The economics of AI side projects

One interesting thing about building AI projects is that it kind of forces you to charge money. I’ve released previous apps I’ve built for free, because I wanted people to use them and I’m not trying to do the software entepreneur thing. But an app that uses AI costs me money for each user - not a ton of money, but enough that I’m strongly incentivized to charge a small amount for users who want to use the app more than just kicking the tires.

I think this is probably a good thing. Charging money for software is a forcing function for actually making it work. If AI inference was free, I would probably have shipped AutoDeck in a much more half-assed state.
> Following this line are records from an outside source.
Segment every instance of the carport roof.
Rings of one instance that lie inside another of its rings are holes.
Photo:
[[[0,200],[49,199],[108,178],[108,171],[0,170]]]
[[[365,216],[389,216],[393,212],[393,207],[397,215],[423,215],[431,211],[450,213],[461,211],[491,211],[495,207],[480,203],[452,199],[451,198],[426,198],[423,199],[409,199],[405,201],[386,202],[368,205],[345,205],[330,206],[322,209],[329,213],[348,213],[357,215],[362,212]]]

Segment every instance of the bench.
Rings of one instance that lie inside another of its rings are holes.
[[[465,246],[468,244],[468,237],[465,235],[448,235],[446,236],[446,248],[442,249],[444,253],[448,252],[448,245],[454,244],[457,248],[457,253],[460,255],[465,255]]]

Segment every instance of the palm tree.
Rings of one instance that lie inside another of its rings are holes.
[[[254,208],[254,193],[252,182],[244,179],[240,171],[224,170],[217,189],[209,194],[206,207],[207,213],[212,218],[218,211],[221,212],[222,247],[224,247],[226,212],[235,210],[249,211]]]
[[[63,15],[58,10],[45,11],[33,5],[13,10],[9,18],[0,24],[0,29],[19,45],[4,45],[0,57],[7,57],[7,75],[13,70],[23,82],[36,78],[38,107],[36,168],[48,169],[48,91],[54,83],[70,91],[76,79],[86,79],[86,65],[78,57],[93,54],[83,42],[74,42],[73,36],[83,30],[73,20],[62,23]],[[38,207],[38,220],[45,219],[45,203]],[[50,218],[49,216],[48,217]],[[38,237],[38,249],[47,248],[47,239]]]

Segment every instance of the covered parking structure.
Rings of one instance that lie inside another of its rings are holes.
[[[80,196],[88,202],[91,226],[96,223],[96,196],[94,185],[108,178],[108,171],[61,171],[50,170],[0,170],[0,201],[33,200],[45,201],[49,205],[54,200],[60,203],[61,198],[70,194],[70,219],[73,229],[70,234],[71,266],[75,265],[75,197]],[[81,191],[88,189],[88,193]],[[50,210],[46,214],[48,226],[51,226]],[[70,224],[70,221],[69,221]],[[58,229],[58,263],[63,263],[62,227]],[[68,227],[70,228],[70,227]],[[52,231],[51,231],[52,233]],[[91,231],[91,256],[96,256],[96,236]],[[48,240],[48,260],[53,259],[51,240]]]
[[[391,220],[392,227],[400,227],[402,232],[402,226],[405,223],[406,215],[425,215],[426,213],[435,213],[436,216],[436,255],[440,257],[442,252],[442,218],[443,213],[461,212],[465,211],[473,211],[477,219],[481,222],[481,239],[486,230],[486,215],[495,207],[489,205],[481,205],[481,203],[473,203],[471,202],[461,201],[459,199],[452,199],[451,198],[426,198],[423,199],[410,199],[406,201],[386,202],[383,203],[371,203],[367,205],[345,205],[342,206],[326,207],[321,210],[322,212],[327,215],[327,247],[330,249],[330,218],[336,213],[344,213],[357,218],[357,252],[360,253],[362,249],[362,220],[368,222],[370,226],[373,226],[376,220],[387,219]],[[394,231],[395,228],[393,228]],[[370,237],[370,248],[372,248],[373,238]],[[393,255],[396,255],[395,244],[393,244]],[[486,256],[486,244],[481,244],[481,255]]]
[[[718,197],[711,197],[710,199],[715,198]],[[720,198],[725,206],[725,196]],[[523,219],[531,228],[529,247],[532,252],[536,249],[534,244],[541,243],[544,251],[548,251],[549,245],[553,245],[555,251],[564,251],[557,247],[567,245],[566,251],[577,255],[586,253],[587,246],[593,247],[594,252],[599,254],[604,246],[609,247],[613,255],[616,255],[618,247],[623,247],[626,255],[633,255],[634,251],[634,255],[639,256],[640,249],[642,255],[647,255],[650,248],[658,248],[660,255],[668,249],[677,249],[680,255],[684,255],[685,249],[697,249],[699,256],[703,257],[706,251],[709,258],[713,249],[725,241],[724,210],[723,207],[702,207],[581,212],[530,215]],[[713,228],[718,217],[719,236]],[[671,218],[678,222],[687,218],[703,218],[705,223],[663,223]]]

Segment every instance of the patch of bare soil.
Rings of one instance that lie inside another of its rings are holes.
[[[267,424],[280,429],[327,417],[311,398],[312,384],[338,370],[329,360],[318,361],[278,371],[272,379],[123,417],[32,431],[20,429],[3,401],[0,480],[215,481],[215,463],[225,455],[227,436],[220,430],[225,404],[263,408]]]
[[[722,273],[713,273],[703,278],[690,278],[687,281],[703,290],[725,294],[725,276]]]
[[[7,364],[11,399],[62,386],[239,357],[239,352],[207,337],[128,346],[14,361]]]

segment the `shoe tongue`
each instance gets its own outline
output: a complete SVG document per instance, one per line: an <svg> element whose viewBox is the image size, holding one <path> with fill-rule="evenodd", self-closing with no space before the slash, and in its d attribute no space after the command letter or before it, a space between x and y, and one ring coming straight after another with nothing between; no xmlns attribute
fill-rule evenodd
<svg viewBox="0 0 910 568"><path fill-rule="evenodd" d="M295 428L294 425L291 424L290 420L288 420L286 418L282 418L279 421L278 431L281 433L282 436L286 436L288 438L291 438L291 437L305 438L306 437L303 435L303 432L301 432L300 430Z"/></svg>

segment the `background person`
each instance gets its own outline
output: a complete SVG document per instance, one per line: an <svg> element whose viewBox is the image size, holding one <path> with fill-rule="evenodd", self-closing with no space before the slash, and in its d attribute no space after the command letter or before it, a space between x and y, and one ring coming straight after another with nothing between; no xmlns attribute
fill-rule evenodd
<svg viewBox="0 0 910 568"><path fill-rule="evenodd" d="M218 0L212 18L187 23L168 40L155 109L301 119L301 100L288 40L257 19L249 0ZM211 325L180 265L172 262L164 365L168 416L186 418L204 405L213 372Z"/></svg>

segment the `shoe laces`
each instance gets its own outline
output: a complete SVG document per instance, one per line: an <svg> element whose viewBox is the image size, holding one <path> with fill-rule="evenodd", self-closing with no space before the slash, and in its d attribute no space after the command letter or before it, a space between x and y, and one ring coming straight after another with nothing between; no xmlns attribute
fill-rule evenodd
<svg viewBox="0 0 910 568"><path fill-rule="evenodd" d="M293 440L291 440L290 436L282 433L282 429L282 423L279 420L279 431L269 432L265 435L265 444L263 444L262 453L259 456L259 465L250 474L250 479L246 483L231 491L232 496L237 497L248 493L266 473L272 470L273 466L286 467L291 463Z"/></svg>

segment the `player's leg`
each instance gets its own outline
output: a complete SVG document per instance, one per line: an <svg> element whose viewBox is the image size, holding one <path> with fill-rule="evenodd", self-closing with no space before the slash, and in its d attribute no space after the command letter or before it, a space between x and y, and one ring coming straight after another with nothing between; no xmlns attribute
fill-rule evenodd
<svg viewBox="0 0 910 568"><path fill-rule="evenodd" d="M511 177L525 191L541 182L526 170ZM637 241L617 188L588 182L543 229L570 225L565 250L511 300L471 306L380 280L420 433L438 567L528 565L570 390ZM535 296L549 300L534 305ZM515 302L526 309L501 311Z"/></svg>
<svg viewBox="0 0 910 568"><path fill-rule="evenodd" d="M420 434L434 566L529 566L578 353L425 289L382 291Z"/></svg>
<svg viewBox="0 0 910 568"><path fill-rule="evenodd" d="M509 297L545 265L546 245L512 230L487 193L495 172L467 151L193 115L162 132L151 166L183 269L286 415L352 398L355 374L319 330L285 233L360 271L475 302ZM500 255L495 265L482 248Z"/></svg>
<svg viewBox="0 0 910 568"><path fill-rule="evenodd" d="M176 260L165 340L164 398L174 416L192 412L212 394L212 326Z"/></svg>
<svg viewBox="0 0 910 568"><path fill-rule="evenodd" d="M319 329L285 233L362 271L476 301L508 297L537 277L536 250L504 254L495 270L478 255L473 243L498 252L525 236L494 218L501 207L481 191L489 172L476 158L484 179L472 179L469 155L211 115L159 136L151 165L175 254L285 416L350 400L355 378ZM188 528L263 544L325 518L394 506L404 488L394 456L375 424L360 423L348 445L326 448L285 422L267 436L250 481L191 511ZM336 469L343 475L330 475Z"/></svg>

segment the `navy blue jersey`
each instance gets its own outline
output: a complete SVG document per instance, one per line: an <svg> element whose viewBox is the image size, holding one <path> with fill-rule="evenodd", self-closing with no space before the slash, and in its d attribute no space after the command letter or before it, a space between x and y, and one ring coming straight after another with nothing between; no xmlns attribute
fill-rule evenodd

Since I’m obliged to charge money for it, I spent more time making sure it was actually useful than I would normally spend on a side project.

Final thoughts

I had a lot of fun building AutoDeck! It’s still mainly for me, but if you’ve read this far I hope you try it out and see if you like it as well.

I’m still trying to figure out the best model. GPT-5 was actually pretty bad at generating spaced repetition cards: the time-to-first-token was really slow, and the super-concise GPT-5 style made the cards read awkwardly. You don’t need the smartest available model for spaced repetition, just a model with a good grasp of a bunch of textbook and textbook-adjacent facts.